Potoughine plia le journal et l’enfonça dans sa poche.

— Vous voulez encore savoir comment j’ai fait sa connaissance ?

— Non, ce n’est pas cela ; je voudrais avoir votre opinion… sur le rôle qu’elle a joué à Pétersbourg. Quel a été en définitive ce rôle ?

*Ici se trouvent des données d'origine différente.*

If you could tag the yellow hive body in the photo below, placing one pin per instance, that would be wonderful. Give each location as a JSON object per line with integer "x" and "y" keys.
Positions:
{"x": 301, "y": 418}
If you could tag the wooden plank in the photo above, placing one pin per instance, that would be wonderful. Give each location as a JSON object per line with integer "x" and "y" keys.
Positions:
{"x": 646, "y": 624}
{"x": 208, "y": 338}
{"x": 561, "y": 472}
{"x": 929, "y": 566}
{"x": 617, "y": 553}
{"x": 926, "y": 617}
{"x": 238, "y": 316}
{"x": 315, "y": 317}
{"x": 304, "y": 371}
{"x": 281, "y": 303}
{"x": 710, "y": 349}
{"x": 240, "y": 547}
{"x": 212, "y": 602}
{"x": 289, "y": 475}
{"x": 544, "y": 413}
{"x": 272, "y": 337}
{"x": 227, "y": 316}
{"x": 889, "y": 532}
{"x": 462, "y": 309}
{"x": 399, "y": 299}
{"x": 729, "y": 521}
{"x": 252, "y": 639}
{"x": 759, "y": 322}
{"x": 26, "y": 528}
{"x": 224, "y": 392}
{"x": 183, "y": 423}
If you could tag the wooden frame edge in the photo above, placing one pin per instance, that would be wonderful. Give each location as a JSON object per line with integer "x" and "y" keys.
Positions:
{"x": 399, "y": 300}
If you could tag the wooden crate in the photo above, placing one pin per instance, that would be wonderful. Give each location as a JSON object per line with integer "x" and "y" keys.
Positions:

— Je ne sais vraiment que vous dire, Grégoire Mikhailovitch. Je me suis trouvé en relations assez intimes avec madame Ratmirof… mais cela a été tout à fait par hasard et de peu de durée. Je n’ai pas pénétré dans son monde et ce qui s’y passe m’est inconnu. J’ai bien entendu quelque chose, mais vous savez, les caquets ne règnent pas seulement dans les cercles démocratiques, et cela m’intéressait peu. Cependant, je m’aperçois, ajouta-t-il après un moment de silence, qu’elle vous occupe.

— Oui, nous avons causé ensemble deux fois, assez franchement. Je me demande toutefois si elle est sincère ?

Potoughine baissa les yeux.

— Quand elle s’emporte, elle est sincère, comme toutes les femmes passionnées. Parfois l’orgueil l’empêche aussi de mentir.

— Elle est orgueilleuse ? Je supposais plutôt qu’elle était capricieuse.